I have my personal theory.
1) Top companies receive way more applications than the positions they have open. Thus they standardised around very technical interview as ways to eliminate false positives. I think these companies know this method produces several false negatives, but the ratio between those (eliminating candidates that wouldn't make it and missing on great candidates) is wide enough that it's fine. It does leads to some absurd results (such as people interviewed to maintain a library not being qualified despite being the very author) though.
2) Most of these top companies grew at such rates and hiring so aggressively from top colleges that eventually the interview was built by somewhat fresh grads for other fresh grads.
3) Many companies thought that replicating the brilliant results of these unicorns implied copying them. So you get OKR non sense or such interviews.
And even for Google, leetcode has become noise because people simply cram them. When Microsoft started to use leetcode-style interviews, there were no interview site, and later there was this Cracking the Interview at most. So, people who aced the interview were either naturally talented or were so geeky that they devour math and puzzle books. Unfortunately, we have lost such signals nowadays.
And the great irony is that most software is slow as shit and resource intensive. Because yeah, knowing worst case performance is good to know, but what about mean? Or what you expect users to be doing? These can completely change the desired algorithm.
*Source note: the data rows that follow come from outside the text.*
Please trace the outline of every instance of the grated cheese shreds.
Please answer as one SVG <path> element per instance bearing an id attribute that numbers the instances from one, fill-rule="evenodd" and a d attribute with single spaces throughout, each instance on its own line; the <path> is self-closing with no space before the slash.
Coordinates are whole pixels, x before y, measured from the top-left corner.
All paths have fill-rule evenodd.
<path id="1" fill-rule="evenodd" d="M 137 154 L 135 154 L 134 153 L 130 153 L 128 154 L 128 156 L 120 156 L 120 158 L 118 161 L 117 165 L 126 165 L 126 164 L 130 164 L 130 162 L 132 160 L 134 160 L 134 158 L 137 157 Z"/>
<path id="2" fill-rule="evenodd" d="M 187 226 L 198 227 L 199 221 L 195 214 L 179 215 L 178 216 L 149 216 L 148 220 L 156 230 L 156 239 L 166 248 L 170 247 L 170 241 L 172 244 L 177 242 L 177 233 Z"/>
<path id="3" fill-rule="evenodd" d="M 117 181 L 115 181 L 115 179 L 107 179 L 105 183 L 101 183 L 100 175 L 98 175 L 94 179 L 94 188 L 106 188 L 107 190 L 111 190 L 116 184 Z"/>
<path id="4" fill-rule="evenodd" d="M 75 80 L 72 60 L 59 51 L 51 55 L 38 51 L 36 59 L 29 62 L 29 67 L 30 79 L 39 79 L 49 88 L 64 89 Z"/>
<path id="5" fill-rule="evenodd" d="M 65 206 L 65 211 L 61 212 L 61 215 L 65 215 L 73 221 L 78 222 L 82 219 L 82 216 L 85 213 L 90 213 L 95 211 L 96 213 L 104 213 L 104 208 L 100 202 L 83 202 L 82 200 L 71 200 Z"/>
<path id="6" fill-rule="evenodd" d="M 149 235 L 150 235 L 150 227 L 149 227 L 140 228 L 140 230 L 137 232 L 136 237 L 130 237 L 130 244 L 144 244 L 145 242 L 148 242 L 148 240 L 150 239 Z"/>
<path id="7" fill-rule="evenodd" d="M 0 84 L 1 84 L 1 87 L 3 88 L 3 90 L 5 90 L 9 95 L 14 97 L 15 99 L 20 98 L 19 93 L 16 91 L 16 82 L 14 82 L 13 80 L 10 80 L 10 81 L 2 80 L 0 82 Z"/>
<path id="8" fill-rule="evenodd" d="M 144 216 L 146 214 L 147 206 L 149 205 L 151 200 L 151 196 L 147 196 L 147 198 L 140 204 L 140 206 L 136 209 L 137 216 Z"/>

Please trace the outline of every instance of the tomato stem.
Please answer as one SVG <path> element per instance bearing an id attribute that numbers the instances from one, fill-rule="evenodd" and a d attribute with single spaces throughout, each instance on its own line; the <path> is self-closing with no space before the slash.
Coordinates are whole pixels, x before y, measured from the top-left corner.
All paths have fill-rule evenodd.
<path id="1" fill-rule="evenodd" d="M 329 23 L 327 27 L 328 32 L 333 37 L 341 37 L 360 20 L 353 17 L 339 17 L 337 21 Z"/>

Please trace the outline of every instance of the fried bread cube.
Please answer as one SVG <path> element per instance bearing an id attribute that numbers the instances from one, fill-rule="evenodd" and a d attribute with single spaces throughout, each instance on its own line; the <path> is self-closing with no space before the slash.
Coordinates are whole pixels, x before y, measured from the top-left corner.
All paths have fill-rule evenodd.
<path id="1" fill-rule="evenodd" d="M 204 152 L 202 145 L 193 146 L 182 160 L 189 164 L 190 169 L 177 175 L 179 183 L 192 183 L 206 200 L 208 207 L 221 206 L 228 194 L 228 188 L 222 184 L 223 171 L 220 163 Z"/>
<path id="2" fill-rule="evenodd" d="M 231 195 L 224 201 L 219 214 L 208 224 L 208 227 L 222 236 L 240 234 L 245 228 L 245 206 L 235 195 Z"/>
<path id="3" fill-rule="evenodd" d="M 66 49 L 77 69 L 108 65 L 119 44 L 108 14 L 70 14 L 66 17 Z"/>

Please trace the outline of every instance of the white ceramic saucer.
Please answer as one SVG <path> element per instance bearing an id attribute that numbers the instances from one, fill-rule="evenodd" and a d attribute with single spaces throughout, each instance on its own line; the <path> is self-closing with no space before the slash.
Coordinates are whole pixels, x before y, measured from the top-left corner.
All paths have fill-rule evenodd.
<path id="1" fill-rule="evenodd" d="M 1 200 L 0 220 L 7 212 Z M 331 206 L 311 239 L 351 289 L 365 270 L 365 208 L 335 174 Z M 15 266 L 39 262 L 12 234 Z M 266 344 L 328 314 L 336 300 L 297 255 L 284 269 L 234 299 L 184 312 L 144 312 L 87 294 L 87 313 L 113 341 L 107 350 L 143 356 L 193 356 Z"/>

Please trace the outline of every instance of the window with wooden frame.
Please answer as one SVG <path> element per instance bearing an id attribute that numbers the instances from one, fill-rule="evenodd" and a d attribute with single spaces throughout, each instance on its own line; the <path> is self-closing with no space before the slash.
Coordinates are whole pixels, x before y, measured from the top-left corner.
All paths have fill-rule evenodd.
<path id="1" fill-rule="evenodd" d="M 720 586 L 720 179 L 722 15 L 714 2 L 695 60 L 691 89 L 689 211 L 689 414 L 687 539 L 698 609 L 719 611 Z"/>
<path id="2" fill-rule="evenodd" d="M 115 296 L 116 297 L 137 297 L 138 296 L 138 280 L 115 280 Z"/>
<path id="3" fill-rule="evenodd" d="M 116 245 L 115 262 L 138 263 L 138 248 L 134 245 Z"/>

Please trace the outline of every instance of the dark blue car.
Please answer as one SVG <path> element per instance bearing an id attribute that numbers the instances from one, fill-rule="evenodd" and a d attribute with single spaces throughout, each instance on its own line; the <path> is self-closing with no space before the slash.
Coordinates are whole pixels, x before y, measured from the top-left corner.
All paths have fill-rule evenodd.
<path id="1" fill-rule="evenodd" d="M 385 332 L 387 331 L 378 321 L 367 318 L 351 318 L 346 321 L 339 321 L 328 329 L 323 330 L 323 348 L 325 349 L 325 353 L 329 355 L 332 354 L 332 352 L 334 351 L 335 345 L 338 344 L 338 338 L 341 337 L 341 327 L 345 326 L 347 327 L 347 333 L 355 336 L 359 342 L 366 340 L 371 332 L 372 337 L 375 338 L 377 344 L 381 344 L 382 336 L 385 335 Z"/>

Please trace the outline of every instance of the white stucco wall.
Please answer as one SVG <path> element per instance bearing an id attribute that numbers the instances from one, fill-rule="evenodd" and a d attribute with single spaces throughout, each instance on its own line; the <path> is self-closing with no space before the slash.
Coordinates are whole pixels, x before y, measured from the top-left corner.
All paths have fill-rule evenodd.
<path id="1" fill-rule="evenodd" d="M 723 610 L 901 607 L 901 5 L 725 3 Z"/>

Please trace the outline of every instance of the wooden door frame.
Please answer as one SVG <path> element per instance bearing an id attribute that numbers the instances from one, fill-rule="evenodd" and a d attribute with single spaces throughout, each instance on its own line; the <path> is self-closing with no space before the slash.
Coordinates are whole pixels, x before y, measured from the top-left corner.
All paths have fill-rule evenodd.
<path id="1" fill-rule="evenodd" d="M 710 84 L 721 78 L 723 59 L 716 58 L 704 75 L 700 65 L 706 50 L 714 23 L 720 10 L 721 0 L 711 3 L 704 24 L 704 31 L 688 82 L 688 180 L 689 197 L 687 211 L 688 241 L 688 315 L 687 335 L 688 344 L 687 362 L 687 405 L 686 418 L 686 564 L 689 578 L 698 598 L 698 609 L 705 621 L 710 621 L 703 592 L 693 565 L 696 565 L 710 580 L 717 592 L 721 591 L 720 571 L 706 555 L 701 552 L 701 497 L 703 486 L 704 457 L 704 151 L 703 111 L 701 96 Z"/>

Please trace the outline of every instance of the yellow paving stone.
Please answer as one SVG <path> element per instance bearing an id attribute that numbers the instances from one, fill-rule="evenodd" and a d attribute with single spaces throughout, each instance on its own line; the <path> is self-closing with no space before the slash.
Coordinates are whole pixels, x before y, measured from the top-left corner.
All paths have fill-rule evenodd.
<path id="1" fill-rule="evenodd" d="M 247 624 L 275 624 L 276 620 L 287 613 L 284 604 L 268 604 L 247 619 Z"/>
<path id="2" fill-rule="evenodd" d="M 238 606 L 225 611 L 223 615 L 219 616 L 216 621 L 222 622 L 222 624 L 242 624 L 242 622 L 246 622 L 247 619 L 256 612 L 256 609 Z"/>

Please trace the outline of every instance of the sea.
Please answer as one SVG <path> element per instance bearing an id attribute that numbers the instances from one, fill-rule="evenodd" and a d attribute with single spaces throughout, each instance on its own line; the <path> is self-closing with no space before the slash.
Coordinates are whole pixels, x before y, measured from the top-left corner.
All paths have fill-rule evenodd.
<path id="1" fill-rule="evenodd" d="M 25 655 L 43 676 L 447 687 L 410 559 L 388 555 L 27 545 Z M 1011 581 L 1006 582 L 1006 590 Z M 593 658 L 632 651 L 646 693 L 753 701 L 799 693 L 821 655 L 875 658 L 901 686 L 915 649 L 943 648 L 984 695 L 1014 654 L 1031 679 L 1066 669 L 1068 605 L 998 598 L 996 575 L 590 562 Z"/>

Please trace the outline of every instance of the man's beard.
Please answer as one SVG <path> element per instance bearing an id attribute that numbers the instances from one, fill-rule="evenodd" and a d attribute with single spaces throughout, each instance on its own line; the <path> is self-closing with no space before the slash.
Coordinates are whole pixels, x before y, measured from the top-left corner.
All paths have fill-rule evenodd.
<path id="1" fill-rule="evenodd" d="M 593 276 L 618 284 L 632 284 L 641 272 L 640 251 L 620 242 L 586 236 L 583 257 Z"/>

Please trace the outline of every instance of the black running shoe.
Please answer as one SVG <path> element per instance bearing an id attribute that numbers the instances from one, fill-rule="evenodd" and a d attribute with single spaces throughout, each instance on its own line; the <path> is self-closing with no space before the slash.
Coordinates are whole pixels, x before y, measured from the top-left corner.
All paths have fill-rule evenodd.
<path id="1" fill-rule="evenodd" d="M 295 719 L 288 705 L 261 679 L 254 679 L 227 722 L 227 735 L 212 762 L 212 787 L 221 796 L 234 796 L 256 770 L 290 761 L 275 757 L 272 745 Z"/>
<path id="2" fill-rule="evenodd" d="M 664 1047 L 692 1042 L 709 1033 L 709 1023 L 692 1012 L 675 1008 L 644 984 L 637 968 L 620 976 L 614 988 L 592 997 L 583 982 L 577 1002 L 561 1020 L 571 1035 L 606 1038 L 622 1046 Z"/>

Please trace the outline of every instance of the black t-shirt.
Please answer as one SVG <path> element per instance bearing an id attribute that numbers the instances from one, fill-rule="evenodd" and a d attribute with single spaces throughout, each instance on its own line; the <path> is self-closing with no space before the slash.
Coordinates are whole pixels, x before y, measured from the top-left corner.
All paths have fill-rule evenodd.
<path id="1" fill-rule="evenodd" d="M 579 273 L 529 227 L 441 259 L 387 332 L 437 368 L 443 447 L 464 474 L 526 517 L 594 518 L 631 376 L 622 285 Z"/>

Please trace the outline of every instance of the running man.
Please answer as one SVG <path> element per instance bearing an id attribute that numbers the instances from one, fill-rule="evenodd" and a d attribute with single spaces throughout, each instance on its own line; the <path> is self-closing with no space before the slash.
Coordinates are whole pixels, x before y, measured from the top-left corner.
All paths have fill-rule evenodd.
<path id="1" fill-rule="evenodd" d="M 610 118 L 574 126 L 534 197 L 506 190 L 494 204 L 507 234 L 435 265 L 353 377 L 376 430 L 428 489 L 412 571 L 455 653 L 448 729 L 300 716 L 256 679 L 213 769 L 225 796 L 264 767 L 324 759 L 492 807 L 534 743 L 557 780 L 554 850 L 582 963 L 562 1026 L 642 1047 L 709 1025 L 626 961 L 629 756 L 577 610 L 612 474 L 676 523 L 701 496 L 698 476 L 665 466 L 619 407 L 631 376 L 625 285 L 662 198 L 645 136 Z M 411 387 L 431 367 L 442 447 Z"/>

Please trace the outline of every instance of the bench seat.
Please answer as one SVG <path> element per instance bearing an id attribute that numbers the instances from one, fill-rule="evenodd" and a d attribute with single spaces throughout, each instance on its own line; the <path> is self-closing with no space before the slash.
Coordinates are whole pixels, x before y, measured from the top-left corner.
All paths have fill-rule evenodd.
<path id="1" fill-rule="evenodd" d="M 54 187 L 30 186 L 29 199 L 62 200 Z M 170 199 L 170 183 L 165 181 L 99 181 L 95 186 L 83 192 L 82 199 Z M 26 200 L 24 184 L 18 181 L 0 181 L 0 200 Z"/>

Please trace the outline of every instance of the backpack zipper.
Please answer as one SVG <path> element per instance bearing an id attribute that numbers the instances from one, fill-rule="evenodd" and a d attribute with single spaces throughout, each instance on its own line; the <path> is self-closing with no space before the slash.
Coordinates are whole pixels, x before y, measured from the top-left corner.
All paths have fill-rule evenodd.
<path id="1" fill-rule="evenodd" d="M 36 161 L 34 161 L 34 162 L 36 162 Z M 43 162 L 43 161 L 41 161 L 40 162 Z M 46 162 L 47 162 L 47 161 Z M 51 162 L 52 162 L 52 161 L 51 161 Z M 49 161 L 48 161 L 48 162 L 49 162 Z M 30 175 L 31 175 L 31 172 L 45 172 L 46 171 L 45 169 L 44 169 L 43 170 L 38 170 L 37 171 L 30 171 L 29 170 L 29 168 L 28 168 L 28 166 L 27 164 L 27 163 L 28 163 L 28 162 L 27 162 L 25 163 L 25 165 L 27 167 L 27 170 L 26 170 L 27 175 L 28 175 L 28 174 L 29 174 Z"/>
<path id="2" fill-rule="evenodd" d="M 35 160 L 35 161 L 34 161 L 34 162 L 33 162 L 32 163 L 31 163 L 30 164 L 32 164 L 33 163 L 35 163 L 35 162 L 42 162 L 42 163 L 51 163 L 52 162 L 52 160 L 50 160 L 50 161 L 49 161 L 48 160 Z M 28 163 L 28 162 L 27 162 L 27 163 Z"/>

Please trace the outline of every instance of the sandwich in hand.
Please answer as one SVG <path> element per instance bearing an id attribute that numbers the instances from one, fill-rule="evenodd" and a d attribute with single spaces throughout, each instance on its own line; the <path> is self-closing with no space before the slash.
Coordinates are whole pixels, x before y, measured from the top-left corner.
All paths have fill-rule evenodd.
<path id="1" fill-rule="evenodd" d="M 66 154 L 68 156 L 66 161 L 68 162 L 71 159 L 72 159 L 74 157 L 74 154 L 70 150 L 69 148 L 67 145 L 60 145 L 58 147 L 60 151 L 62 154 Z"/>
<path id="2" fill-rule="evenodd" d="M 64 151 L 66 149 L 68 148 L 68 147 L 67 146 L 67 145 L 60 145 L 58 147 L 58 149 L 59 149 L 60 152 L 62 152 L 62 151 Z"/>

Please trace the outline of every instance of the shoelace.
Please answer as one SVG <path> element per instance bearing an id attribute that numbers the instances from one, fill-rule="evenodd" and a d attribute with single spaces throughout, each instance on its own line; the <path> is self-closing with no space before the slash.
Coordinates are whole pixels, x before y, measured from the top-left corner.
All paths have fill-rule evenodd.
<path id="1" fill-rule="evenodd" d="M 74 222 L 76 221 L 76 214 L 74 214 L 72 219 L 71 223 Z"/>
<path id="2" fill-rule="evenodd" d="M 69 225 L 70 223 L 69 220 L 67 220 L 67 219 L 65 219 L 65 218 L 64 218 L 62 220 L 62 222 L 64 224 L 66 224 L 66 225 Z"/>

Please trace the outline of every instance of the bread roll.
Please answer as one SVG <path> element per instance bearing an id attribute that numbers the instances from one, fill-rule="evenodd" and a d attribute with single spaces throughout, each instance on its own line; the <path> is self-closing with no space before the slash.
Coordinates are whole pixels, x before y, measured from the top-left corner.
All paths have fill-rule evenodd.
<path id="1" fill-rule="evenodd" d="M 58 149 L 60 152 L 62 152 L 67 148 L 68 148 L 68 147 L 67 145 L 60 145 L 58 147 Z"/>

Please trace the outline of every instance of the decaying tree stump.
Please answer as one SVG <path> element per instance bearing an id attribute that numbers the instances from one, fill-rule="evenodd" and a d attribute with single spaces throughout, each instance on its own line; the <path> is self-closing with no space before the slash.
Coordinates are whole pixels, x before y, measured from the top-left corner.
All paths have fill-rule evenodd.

But there's the long joke "10 years of hardware advancements have been completely undone by 10 years of advancements in software."
Because people now rely on the hardware for doing things rather than trying to make software more optimal. It amazes me that gaming companies do this! And the root of the issue is trying to push things out quickly and so a lot of software is really just a Lovecraftian monster made of spaghetti and duct tape. And for what? Like Apple released the M4 today and who's going to use that power? Why did it take years for Apple to develop a fucking PDF reader that I can edit documents in? Why is it still a pain to open a PDF on my macbook and edit it on my iPad? Constantly fails and is unreliable, disconnecting despite being <2ft from one another. Why can't I use an iPad Pro as my glorified SSH machine? fuck man, that's why I have a laptop, so I can login to another machine and code there. The other things I need are latex, word, and a browser. I know I'm ranting a bit but I just feel like we in computer science have really lost this hacker mentality that was what made the field so great in the first place (and what brought about so many innovations). It just feels like there's too much momentum now and no one is __allowed__ to innovate.
To bring it back to interviewing signals, I do think the rant kinda relates. Because this same degradation makes it harder to determine in groups when there's so much pressure to be a textbook. But I guess this is why so many ML enthusiasts compare LLMs to humans, because we want humans to be machines.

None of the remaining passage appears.